Schönebeck. Die Geschichte von Schönebeck muss offenbar neu geschrieben werden. Der älteste Stadtteil Frohse wird im Jahr 936 erstmals urkundlich erwähnt, doch bereits mehr als 3000 Jahre vorher hat es in dieser Region bereits eine hochentwickelte Kultur gegeben. Unzweifelhafte Belege dafür sind die in den vergangenen Jahren entdeckten Kreisgrabenanlagen bei Pömmelte und Schönebeck. Sie sind quasi identisch mit dem weltberühmten Stonehenge in England.

Auf Einladung des Vorsitzenden des Landtagsausschusses für Bildung, Wissenschaft und Kultur, Gunnar Schellenberger (CDU), weilte jetzt der Direktor des Landesamtes für Denkmalpflege und Archäologie, Professor Harald Meller, im Schönebecker Stadtwerkehaus. Er sprach in einer öffentlichen Veranstaltung ausführlich über die schon erfolgten Ausgrabungen, die Bedeutung der Funde und den künftigen Umgang damit.

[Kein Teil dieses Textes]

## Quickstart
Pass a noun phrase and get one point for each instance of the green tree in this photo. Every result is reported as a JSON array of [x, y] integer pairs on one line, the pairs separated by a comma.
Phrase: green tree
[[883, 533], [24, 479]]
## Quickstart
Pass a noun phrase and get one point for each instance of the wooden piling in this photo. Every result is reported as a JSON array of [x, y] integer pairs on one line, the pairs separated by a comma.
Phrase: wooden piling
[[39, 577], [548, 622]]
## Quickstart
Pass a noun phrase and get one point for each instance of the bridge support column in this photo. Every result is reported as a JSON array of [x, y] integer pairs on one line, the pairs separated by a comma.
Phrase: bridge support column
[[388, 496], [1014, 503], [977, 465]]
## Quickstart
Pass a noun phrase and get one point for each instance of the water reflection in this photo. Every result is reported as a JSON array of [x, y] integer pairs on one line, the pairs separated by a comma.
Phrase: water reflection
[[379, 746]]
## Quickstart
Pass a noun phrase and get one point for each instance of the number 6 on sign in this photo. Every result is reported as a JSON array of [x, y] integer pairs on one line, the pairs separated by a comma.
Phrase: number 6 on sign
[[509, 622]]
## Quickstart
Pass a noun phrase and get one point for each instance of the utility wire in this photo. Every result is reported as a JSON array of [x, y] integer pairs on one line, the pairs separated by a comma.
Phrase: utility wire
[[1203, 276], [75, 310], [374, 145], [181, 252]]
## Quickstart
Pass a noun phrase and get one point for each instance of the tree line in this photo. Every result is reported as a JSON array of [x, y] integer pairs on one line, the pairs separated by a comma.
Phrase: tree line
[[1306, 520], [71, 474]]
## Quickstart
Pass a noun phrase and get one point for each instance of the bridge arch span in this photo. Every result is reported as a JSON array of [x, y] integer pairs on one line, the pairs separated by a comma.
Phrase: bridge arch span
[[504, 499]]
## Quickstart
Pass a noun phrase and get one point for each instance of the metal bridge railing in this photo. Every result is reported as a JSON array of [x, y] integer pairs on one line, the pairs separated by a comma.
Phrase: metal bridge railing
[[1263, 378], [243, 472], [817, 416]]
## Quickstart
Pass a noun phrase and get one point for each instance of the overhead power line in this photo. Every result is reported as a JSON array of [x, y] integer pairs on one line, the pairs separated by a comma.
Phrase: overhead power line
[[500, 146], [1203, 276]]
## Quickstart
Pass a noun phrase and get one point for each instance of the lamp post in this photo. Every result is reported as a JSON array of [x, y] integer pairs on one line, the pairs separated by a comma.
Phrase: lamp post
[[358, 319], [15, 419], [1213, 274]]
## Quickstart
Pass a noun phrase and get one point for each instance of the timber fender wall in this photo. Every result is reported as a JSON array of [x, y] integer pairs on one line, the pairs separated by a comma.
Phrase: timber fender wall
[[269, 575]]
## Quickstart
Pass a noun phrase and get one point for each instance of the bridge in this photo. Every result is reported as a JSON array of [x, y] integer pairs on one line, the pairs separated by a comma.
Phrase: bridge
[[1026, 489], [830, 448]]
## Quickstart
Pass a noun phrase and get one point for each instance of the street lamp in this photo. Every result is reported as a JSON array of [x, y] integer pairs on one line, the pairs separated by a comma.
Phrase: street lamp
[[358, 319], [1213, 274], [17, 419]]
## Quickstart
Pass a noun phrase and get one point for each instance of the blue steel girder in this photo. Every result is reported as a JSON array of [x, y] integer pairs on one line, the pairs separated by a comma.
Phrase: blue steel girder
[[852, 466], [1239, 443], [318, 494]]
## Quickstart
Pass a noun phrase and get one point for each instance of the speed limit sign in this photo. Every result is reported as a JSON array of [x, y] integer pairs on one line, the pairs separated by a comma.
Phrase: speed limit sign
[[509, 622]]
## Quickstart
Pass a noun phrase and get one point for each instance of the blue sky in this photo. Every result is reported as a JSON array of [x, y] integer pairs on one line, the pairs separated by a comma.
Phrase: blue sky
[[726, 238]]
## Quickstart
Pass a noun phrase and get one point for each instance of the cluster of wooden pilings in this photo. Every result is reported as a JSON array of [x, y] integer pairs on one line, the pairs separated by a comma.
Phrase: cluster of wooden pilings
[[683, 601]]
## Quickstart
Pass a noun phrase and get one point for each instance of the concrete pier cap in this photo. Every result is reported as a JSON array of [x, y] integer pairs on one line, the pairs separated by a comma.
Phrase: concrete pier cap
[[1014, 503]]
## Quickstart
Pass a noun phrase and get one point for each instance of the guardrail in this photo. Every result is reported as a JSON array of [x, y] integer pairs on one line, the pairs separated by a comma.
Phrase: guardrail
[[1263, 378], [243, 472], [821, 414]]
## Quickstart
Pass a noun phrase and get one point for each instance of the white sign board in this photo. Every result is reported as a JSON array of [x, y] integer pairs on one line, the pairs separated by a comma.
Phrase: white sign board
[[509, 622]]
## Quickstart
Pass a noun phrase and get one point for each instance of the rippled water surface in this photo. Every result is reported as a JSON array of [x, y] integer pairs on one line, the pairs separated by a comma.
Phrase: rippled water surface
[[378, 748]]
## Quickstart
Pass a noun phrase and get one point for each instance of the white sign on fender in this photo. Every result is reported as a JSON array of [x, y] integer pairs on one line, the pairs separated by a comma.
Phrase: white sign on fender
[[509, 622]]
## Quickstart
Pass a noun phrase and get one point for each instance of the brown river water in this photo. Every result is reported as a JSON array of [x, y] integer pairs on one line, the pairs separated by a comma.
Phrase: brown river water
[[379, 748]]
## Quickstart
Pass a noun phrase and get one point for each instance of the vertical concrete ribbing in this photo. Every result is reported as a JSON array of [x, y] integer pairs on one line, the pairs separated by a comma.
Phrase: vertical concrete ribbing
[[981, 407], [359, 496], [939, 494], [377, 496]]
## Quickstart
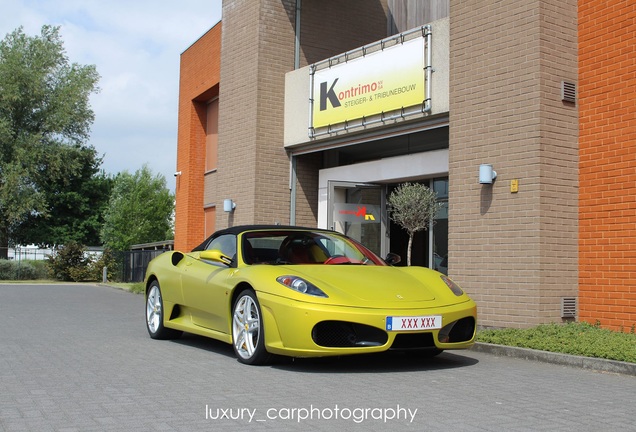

"Es kann sein, dass außergewöhnliche Entdeckungen in den nächsten Jahren in Schönebeck gemacht werden", sagte der Professor in seinem Vortrag. Die Schönebecker Kreisgrabenanlagen seien gegenüber Stonehenge Spiegelanlagen auf dem Kontinent. "Wir werden Stonehenge viel besser verstehen, wenn wir Pömmelte verstehen", so Meller.

Ähnlich wie die englische Anlage habe wohl auch das Schönebecker Pendant als ein ritueller Ort für Bestattungen gedient. Ebenso sei es wahrscheinlich, dass in Schönebeck astronomische Kenntnisse etwa über den Sonnenlauf bekannt waren und beim Bau der Anlagen berücksichtigt wurden.

Die Gebrauchszeit der Schönebecker Anlagen sei identisch mit der der Himmelsscheibe von Nebra. Meller warb deshalb dafür, die sachsen-anhaltische Tourismusroute "Himmelswege" bis nach Schönebeck zu führen. "Wir haben hier das Glück, dass der Elberadweg in unmittelbarer Nähe vorüber führt", meinte Meller mit Hinweis auf die zu erwartende touristische Bedeutung der Kreisgrabenanlagen. Stonehenge, führte der Landesarchäologe aus, würde von Millionen Menschen aufgesucht. Er ist sich sicher, dass auch das Schönebecker Stonehenge entsprechende Beachtung findet.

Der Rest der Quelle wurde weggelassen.